Tomeu looked down and did not reply. She continued her shameless questions, even though she was well aware of my presence.
‘Do you like living here?’
‘Yes, Senyora.’
‘What sort of work do you do?’
‘Whatever I’m told.’
‘You must get up very early.’
‘At daybreak.’
‘Haven’t you ever been a soldier?’
‘I got out of it because my mother’s a widow.’
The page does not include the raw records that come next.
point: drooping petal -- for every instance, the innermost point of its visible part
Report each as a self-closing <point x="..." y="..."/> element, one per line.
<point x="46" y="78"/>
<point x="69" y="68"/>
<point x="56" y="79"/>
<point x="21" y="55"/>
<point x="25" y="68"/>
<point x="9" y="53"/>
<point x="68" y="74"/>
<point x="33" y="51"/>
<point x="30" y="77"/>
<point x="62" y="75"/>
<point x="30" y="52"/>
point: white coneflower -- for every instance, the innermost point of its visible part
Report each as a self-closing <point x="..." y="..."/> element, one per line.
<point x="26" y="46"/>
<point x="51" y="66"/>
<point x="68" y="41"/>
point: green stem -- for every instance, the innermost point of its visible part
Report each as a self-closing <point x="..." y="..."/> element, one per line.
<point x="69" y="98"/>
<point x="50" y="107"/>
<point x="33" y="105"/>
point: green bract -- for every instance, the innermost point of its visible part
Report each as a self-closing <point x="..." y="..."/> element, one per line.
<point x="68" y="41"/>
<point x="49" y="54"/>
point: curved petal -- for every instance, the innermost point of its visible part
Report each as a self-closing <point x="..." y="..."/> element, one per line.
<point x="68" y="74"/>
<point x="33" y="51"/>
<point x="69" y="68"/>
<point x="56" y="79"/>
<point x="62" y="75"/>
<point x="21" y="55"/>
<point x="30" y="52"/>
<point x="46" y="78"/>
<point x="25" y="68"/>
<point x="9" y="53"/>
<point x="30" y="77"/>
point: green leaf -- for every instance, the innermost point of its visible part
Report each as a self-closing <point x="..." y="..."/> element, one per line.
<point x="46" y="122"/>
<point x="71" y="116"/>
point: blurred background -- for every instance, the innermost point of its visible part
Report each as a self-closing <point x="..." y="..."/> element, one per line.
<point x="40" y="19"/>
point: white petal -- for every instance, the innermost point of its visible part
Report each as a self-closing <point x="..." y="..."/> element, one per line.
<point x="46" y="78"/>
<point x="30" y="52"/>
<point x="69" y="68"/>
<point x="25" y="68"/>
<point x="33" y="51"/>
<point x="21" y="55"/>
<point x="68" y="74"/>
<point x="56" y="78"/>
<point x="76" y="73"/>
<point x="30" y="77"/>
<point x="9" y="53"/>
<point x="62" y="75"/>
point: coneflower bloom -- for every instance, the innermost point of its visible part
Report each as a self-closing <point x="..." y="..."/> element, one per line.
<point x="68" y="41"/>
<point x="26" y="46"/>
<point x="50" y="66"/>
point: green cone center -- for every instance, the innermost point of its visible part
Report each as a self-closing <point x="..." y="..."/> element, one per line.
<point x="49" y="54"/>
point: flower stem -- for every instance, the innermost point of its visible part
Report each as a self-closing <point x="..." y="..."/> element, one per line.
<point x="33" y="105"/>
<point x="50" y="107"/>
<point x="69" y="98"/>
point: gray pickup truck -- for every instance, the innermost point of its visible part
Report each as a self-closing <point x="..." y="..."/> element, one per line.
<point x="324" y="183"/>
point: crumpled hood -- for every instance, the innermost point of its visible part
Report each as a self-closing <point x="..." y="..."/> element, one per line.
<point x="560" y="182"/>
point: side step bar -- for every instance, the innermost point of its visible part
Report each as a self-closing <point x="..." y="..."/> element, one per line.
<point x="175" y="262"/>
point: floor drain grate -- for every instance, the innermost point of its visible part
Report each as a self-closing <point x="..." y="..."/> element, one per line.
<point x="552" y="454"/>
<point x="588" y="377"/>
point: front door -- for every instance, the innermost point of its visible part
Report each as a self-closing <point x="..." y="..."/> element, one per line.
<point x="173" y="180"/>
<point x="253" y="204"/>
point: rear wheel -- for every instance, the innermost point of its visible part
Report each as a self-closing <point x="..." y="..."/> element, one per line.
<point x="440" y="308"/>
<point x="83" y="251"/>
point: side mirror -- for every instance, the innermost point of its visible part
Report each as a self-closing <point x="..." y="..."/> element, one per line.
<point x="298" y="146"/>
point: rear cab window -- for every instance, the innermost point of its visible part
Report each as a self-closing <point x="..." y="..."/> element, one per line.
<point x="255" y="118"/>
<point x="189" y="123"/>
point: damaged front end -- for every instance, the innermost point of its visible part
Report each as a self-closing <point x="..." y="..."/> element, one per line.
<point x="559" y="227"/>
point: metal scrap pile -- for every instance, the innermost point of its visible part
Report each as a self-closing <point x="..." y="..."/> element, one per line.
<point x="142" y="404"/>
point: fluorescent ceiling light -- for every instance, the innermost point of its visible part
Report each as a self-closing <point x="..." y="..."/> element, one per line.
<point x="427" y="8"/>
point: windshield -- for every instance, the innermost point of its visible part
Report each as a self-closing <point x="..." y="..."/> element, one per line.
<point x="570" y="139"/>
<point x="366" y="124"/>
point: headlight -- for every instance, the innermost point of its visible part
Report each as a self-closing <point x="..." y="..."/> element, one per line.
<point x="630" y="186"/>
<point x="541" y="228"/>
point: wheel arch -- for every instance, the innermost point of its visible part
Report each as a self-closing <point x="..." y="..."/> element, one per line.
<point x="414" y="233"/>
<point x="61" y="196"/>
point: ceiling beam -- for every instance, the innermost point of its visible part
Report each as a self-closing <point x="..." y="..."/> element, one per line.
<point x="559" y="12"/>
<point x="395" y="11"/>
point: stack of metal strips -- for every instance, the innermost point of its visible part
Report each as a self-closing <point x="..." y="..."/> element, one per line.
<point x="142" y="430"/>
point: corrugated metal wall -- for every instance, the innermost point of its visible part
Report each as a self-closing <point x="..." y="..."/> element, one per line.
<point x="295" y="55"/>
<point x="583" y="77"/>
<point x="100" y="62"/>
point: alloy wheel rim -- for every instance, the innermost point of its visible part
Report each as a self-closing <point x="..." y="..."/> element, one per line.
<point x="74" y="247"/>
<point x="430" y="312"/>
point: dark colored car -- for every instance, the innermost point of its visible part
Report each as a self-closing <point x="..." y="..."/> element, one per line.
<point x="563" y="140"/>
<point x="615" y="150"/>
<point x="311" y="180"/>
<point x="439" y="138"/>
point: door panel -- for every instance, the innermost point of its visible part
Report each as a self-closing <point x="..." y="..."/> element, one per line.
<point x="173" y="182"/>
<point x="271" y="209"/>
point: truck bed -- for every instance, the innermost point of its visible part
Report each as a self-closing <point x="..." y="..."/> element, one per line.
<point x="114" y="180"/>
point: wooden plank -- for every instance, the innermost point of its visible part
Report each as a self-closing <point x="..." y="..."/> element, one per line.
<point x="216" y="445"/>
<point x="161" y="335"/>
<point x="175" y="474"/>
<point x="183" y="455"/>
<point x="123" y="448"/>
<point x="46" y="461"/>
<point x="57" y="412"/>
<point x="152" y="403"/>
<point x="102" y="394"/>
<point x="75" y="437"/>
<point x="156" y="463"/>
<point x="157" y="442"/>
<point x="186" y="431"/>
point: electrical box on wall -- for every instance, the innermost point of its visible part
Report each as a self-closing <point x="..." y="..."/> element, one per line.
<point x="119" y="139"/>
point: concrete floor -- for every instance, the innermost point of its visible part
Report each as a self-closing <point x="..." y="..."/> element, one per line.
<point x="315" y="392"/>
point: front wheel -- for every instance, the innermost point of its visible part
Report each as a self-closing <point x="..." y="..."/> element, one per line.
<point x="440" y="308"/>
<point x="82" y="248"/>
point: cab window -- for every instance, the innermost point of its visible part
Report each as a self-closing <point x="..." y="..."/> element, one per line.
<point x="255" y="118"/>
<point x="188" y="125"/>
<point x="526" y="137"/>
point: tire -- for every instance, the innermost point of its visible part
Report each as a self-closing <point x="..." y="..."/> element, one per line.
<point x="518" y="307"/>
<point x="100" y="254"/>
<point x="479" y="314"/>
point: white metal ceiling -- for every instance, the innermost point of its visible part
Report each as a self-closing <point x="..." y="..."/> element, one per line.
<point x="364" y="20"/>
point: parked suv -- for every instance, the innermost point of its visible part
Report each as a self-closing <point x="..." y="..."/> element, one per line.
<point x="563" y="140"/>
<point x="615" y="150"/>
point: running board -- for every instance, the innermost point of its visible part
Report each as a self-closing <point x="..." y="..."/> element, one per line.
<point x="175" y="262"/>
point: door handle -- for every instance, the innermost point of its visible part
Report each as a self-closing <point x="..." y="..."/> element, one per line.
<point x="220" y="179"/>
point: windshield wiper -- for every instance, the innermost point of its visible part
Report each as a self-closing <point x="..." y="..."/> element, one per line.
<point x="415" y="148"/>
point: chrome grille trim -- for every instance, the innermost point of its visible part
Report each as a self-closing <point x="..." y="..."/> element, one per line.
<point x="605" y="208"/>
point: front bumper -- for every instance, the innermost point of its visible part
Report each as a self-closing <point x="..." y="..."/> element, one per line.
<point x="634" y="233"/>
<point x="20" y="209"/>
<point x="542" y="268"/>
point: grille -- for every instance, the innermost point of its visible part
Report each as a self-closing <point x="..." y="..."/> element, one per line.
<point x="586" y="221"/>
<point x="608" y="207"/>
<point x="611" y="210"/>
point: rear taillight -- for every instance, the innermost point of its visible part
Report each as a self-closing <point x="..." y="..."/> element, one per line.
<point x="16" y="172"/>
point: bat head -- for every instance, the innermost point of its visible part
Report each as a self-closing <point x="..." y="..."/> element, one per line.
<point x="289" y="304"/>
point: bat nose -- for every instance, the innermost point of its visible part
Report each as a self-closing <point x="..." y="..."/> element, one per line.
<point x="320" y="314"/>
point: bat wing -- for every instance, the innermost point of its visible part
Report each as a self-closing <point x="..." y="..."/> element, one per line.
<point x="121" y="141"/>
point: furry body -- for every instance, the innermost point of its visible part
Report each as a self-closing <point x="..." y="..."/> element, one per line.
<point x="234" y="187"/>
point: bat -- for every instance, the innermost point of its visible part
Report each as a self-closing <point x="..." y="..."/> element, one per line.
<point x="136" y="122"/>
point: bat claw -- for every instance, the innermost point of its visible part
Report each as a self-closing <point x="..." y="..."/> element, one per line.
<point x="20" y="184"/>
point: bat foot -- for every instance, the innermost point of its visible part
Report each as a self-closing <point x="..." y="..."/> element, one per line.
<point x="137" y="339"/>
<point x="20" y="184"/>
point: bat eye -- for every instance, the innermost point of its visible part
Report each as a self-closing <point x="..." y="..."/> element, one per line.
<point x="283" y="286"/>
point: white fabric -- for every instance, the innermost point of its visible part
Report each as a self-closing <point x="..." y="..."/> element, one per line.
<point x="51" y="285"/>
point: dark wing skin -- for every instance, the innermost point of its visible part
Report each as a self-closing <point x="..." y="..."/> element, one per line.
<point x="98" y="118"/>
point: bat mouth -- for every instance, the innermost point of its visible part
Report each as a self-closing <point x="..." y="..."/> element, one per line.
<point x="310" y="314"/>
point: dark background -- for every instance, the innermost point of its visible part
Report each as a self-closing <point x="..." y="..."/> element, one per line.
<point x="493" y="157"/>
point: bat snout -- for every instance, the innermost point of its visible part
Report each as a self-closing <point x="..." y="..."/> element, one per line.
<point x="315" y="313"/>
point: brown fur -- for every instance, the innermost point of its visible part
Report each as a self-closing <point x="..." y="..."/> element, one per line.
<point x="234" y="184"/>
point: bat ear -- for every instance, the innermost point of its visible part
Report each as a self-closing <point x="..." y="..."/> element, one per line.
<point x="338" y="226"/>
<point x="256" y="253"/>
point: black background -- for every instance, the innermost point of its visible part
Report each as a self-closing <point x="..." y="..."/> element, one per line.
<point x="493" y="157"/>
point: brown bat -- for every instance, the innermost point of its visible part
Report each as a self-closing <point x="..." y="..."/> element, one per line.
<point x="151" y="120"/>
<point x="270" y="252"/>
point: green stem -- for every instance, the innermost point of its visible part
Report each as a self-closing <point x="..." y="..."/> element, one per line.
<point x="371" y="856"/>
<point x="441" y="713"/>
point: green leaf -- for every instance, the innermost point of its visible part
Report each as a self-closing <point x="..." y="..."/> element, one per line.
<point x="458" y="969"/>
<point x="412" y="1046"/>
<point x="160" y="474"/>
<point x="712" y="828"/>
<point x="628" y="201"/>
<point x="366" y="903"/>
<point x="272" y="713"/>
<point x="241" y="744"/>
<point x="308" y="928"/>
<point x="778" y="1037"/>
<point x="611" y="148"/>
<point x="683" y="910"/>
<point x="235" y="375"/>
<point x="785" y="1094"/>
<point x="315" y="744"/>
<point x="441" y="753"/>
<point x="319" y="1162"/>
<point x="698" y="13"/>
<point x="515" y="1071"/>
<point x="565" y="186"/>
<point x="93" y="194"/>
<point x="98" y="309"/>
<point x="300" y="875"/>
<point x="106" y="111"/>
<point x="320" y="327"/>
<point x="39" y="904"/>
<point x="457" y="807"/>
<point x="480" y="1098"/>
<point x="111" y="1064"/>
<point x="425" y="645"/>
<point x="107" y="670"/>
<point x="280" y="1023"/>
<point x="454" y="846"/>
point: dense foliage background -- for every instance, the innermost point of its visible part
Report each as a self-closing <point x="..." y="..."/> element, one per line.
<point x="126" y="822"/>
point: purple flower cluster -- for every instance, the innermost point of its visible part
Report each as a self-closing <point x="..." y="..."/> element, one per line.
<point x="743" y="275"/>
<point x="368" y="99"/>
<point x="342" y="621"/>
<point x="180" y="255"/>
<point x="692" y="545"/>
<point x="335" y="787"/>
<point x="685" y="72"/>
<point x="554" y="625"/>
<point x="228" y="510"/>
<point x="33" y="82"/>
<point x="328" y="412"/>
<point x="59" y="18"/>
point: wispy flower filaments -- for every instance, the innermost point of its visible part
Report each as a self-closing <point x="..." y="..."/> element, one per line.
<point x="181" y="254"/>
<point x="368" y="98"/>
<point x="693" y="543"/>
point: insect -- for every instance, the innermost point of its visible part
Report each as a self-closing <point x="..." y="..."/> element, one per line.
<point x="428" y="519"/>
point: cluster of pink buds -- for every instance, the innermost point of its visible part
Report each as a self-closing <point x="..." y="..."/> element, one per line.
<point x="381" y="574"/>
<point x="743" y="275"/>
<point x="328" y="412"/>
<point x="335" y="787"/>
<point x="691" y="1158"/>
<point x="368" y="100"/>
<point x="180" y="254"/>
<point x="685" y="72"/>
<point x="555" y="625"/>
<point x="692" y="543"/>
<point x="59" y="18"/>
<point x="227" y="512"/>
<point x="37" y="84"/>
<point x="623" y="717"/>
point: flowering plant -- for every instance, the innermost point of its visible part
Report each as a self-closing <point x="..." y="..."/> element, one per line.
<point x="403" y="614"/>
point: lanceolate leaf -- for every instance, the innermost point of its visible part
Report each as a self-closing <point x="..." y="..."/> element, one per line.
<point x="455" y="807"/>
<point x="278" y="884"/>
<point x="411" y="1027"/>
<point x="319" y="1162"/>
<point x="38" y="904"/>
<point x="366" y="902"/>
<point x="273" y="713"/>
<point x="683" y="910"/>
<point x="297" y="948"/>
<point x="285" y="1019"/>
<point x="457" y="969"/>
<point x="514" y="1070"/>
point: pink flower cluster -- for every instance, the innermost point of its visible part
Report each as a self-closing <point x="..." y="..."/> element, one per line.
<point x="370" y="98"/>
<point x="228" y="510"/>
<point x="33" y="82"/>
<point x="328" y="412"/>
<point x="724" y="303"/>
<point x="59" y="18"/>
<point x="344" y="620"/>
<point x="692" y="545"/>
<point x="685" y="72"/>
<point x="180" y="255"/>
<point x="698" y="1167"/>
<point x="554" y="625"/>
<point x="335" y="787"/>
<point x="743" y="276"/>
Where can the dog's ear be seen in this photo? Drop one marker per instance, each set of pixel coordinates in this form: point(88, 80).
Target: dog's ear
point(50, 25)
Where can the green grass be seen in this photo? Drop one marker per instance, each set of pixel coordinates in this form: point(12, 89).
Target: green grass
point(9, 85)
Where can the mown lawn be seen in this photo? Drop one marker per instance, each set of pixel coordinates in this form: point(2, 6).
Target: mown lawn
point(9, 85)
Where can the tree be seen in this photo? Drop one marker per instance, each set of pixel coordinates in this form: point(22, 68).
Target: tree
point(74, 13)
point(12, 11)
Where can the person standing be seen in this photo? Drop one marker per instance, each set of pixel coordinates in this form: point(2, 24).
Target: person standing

‘Have you ever been to the City?’
‘I’ll go for the Easter fair.’
‘Are you engaged?’
‘No, Senyora.’
‘And why is that?’
‘We haven’t got any clothes.’
‘Would you like to live in a city? You could be a valet, with a beautiful uniform.’
‘A what?’
‘A servant, but you wouldn’t work.’
‘How’s that?’
‘An elegant coat covered in golden braid.’
‘But what would I do?’
‘Greet people. Or if anyone smoked, you’d light their cigarette.’
‘And that’s all?’
‘And answer if you’re asked a question.’
‘What if I didn’t know how to?’
‘It doesn’t matter! All you have to do is answer graciously with a smile.’
The conversation was taking a dangerous turn that disconcerted me. Less than five hours earlier, that very same woman, prostrated at my feet, in tears of despair, had stated her firm resolution to change her ways. I coughed to state my presence but she looked at me indifferently; to that degree had she forgotten her resolution.
‘Answer with a smile? What if they got angry?’
Dona Xima had a poetic expression on her face. She was relaxed and almost looked beautiful. Suddenly she went up to Tomeu.
‘How is it that you’re missing a tooth? I’ll have to get you a false one.’
She had taken his head between her hands and stared into his eyes. He broke away in terror.